Strain intermittency in shape-memory alloys

TL;DR

This study investigates the intermittent strain behavior during martensitic transformations in a Cu-Al-Be shape-memory alloy using full-field measurements, revealing power-law strain avalanching and transformation asymmetries.

Contribution

It introduces an experimental method combining full-field strain measurement with controlled monotonic loading to analyze strain intermittency in shape-memory alloys.

Findings

Strain avalanches follow a power-law distribution over six decades.

Hysteretic superelastic behavior observed during phase transformation.

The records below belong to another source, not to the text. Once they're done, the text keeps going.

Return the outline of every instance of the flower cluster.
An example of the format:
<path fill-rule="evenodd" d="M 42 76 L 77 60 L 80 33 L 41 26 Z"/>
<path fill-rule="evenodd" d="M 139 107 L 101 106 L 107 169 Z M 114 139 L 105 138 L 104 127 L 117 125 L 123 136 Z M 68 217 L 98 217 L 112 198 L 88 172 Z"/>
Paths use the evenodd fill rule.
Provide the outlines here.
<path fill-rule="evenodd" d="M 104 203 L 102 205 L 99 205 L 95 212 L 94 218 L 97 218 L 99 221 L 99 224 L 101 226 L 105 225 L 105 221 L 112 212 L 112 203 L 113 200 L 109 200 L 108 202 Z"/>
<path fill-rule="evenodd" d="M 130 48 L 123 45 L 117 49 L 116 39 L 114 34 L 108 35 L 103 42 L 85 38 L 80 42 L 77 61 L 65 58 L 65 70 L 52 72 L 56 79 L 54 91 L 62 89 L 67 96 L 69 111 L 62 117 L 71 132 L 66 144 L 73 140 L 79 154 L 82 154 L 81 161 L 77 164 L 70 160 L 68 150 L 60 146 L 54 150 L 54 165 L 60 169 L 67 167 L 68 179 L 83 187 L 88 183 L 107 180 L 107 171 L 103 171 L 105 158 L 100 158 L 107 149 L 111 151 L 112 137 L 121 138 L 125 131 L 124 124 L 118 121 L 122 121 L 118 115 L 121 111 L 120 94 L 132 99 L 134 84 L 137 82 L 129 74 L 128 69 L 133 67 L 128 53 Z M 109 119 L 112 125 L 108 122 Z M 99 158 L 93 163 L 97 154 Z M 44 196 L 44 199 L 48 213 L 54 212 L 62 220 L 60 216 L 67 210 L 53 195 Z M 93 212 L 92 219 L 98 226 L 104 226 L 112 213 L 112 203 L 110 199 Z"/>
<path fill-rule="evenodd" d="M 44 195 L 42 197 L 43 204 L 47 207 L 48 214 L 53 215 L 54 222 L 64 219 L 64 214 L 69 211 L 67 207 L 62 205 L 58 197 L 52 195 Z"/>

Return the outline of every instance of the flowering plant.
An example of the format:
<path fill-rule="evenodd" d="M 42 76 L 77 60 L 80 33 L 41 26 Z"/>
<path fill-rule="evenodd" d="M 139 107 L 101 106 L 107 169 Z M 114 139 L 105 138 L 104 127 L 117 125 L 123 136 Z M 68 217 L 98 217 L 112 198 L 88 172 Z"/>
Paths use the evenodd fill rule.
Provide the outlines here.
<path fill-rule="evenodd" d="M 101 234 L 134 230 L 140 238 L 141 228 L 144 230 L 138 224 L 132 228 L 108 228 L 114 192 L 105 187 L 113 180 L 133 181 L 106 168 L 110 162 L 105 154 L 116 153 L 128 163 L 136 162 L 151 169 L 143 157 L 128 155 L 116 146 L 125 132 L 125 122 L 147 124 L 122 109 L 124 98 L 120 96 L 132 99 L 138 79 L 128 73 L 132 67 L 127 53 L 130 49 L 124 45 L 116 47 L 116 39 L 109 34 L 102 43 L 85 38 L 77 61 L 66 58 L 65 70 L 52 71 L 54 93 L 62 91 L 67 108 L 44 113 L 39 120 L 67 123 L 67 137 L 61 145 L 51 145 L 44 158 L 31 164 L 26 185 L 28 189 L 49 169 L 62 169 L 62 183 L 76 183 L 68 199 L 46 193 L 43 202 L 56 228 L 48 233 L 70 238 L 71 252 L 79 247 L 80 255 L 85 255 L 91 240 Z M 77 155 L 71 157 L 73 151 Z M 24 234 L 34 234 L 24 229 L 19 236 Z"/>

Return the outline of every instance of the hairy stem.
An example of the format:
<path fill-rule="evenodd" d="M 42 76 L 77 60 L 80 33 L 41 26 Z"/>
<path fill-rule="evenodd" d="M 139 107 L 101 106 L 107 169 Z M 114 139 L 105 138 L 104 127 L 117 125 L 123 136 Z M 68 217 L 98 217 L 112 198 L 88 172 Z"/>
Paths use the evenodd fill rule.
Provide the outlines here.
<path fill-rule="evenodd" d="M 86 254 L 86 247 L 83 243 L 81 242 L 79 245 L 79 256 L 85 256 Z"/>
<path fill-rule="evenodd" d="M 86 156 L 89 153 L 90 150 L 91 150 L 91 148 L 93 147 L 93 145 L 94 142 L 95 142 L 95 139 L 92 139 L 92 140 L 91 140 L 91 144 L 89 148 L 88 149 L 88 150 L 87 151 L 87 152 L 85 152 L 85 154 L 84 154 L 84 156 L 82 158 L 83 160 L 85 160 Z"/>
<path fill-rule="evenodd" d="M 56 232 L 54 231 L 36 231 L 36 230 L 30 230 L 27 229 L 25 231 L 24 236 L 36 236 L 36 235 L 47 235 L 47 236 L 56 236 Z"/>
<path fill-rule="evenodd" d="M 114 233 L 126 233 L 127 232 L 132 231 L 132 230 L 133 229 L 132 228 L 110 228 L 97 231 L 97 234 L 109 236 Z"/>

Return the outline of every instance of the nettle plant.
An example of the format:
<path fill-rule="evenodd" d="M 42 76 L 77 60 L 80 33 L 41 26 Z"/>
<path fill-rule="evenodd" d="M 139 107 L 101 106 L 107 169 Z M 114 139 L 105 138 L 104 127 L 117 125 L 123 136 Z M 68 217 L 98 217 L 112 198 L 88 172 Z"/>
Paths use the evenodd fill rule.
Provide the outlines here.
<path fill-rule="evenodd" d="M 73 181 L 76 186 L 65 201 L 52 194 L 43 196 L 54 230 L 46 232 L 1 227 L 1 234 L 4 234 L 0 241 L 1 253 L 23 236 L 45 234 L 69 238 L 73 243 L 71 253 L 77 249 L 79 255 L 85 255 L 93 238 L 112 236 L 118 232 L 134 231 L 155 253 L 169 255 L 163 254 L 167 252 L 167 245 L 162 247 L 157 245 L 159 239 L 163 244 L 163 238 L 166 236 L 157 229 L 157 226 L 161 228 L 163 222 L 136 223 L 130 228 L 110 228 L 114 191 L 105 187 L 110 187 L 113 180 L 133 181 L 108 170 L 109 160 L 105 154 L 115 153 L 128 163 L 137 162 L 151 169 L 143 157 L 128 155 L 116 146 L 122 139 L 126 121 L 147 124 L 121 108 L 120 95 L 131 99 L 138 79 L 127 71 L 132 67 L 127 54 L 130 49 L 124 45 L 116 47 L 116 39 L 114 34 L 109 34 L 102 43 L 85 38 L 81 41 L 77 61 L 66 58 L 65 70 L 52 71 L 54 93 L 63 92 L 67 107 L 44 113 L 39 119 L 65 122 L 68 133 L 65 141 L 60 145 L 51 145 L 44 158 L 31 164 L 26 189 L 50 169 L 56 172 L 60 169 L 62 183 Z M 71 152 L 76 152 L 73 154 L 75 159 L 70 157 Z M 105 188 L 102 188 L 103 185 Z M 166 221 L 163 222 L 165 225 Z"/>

Asymmetry between forward and reverse transformations detected.

Abstract

We study experimentally the intermittent progress of the mechanically induced martensitic transformation in a Cu-Al-Be single crystal through a full-field measurement technique: the grid method. We utilize an in- house, specially designed gravity-based device, wherein a system controlled by water pumps applies a perfectly monotonic uniaxial load through very small force increments. The sample exhibits hysteretic superelastic behavior during the forward and reverse cubic-monoclinic transformation, produced by the evolution of the strain field of the phase microstructures. The in-plane linear strain components are measured on the sample surface during the loading cycle, and we characterize the strain intermittency in a number of ways, showing the emergence of power-law behavior for the strain avalanching over almost six decades of magnitude. We also describe the nonstationarity and the asymmetry observed in the forward versus reverse transformation. The present experimental approach, which allows for the monitoring of the reversible martensitic transformation both locally and globally in the crystal, proves useful and enhances our capabilities in the analysis and possible control of transition-related phenomena in shape-memory alloys.